Alibaba has released a new language model called Qwen3-Next, built on a customized MoE architecture. The company says the model runs much faster than its predecessors without losing performance.
The earlier Qwen3 model used 128 experts, activating 8 at each inference step. Qwen3-Next expands that layer to 512 experts but only activates 10 of them plus a shared expert. According to Alibaba, this setup delivers more than 10 times the speed of Qwen3-32B, especially with long inputs over 32,000 tokens.
The architecture also includes several tweaks to stabilize training. These help avoid issues like uneven expert use, numerical instability, or initialization errors. Among them are normalized initialization for router parameters and output gating in attention layers.
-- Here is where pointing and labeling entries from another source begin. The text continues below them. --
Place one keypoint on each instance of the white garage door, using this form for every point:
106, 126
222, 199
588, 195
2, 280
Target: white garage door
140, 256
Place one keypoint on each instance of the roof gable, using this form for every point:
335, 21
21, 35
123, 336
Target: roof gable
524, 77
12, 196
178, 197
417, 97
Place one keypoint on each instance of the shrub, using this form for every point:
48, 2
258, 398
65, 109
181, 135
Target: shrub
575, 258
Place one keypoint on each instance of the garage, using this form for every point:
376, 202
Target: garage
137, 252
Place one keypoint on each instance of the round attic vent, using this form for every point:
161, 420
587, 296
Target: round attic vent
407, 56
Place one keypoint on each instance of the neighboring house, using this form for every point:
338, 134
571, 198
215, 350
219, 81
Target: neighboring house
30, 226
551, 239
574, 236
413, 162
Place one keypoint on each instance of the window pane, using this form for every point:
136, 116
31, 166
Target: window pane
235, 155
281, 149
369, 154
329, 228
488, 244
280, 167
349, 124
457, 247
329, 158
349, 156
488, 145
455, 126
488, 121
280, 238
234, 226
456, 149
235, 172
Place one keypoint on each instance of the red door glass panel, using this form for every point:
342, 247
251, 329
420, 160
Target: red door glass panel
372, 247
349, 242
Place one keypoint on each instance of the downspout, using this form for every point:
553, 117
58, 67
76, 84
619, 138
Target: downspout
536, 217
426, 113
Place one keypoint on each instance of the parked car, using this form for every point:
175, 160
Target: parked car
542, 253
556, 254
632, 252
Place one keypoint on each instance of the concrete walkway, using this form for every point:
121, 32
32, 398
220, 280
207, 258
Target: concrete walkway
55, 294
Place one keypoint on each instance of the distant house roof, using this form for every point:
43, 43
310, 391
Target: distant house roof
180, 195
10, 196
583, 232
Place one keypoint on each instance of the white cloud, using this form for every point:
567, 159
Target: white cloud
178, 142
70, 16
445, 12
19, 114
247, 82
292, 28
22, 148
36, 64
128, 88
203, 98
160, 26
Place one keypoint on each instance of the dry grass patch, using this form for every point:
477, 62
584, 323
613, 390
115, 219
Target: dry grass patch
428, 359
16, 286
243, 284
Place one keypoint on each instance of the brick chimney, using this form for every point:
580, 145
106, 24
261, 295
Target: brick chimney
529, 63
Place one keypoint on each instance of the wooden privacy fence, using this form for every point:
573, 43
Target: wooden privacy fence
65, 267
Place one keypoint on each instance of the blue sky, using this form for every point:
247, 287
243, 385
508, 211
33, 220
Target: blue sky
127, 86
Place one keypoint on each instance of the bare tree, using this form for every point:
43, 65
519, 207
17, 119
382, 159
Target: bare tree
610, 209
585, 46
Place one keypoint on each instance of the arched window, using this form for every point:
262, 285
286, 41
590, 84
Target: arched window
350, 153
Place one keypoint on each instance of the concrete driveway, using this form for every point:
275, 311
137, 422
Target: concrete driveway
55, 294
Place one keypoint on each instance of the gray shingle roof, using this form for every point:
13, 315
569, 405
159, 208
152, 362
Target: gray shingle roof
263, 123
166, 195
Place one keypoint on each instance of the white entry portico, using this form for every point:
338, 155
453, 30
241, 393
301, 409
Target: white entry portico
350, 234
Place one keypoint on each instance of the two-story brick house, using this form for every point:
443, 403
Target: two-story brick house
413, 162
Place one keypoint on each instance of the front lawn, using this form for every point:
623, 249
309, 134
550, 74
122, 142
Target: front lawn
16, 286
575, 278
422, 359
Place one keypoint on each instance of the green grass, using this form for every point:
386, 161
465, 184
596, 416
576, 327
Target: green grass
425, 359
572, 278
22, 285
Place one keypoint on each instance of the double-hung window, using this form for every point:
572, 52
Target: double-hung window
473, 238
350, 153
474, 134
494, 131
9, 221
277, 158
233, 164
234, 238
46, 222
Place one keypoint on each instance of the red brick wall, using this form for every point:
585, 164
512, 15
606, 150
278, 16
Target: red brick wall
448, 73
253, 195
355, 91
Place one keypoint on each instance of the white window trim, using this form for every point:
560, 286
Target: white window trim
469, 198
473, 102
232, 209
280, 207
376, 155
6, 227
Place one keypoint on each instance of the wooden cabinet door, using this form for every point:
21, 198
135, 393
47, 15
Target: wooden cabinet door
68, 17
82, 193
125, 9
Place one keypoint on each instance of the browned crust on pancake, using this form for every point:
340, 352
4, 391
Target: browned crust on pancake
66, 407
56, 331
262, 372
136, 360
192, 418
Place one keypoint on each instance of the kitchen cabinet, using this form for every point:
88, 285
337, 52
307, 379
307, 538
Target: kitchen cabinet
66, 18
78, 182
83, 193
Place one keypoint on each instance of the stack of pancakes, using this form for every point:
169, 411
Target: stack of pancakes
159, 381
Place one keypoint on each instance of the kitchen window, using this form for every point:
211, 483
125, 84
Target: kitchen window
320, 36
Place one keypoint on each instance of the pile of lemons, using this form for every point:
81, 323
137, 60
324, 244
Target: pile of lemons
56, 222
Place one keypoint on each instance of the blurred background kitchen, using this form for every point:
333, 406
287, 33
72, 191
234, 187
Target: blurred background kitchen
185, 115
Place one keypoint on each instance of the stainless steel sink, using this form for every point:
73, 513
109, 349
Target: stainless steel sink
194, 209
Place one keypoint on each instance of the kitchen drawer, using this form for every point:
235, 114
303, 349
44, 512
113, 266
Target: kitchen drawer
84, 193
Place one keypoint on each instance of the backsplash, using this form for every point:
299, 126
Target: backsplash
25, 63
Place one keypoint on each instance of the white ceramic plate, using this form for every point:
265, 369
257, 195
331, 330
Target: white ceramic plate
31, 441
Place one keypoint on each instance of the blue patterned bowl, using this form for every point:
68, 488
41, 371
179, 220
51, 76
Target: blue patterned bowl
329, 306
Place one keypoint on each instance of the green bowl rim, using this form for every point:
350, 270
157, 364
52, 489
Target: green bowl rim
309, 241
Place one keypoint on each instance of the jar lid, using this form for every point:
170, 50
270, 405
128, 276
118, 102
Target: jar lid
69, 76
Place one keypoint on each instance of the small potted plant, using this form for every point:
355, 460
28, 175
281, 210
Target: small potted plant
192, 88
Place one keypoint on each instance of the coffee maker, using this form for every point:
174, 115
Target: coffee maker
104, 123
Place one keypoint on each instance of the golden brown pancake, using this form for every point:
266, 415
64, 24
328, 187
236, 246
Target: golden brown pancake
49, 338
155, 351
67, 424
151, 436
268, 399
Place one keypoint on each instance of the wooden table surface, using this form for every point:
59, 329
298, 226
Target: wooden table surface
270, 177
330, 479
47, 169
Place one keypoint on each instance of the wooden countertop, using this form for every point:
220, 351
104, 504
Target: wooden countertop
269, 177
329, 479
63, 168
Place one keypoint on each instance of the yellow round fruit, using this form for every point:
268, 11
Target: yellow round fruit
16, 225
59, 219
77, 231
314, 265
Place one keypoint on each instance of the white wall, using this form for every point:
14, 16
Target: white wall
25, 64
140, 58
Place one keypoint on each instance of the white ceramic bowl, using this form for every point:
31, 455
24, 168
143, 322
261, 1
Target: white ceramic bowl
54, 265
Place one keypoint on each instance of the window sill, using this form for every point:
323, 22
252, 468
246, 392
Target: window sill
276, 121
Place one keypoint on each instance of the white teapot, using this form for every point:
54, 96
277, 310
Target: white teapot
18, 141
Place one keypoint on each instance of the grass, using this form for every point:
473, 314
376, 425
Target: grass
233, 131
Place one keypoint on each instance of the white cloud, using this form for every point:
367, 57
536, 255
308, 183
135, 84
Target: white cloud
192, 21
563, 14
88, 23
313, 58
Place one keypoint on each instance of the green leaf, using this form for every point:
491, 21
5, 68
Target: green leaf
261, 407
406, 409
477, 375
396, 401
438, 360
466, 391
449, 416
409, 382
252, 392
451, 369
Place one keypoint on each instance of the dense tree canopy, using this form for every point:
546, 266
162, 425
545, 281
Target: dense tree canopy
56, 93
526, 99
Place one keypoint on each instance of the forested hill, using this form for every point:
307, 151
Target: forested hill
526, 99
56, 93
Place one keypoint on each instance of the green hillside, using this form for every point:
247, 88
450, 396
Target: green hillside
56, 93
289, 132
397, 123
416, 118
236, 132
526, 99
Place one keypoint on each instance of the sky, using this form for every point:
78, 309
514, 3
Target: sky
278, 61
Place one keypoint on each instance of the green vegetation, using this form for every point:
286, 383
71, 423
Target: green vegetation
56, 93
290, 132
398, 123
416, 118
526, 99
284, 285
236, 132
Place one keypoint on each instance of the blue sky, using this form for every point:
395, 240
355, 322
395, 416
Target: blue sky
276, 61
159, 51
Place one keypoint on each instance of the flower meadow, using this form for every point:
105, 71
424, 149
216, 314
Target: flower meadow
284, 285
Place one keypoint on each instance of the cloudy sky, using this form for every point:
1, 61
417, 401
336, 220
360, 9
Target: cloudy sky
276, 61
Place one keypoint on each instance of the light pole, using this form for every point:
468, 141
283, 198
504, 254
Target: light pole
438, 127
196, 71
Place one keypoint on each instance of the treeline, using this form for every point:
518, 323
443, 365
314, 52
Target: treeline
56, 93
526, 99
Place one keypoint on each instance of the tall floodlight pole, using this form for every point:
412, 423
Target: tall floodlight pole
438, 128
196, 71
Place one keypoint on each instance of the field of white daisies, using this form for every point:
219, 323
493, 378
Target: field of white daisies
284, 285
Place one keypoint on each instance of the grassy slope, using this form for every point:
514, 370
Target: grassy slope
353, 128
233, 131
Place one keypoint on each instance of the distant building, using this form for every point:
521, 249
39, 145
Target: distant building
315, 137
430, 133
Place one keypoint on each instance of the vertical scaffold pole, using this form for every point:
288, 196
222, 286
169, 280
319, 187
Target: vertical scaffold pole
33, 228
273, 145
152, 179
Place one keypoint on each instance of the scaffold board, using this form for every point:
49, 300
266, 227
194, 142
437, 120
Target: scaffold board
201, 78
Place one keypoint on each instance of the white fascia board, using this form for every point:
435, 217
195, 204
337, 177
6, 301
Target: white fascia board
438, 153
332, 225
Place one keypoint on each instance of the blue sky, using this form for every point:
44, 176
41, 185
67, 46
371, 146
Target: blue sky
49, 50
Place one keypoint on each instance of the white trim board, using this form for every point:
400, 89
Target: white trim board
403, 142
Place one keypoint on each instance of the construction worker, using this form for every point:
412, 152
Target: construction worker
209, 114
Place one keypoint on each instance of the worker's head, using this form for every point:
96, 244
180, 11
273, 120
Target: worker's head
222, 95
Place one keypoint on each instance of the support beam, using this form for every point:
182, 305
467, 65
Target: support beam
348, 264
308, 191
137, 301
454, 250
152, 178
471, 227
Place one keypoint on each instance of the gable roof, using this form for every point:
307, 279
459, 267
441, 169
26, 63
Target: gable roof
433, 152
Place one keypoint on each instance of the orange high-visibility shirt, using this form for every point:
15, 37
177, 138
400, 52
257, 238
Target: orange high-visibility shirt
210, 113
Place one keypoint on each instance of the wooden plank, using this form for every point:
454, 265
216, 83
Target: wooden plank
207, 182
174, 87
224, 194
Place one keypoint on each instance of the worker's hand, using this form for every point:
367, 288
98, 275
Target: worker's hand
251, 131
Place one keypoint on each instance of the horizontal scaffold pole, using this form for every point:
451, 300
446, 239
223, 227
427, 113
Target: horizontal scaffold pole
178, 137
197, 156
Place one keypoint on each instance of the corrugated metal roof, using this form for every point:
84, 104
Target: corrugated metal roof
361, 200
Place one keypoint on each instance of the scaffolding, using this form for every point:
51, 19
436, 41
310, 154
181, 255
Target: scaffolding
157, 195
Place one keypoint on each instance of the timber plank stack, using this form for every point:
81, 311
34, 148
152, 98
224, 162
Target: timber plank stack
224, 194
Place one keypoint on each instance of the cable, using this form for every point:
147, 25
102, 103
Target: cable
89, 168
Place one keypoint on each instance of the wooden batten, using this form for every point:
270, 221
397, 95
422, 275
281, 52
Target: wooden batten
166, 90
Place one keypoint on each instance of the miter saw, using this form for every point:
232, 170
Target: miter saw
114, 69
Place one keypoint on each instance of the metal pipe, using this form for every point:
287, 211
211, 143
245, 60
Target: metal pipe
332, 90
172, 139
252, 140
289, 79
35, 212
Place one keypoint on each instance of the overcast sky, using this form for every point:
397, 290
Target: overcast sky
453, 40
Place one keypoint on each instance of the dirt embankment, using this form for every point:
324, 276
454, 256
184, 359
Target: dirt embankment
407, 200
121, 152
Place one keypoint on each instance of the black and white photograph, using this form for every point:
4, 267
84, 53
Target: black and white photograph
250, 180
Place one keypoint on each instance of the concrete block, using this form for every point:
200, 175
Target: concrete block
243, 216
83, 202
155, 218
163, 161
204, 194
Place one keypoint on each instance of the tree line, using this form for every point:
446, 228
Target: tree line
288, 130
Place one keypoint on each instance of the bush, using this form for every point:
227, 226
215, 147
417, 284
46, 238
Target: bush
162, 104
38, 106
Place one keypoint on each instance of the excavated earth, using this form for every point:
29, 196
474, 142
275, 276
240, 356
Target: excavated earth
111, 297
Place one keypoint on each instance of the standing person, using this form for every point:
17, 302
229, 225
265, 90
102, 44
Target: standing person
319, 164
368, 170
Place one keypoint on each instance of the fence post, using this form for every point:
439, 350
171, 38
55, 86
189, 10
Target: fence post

In addition to the base model, Alibaba introduced two specialized versions: Qwen3-Next-80B-A3B-Instruct for general-purpose tasks and Qwen3-Next-80B-A3B-Thinking for reasoning-heavy problems. The company says the smaller Instruct model performs nearly on par with its flagship Qwen3-235B-A22B-Instruct, particularly with long contexts up to 256,000 tokens. The Thinking model reportedly beats Google's closed Gemini 2.5 Flash Thinking on several benchmarks and comes close to Alibaba's own top-tier Qwen3-235B-A22B-Thinking in key metrics.

The models are available on Hugging Face, ModelScope, and the Nvidia API Catalog. For running them on private servers, the team recommends specialized frameworks like sglang or vllm. Current context windows go up to 256,000 tokens, and with specialized techniques, as high as one million.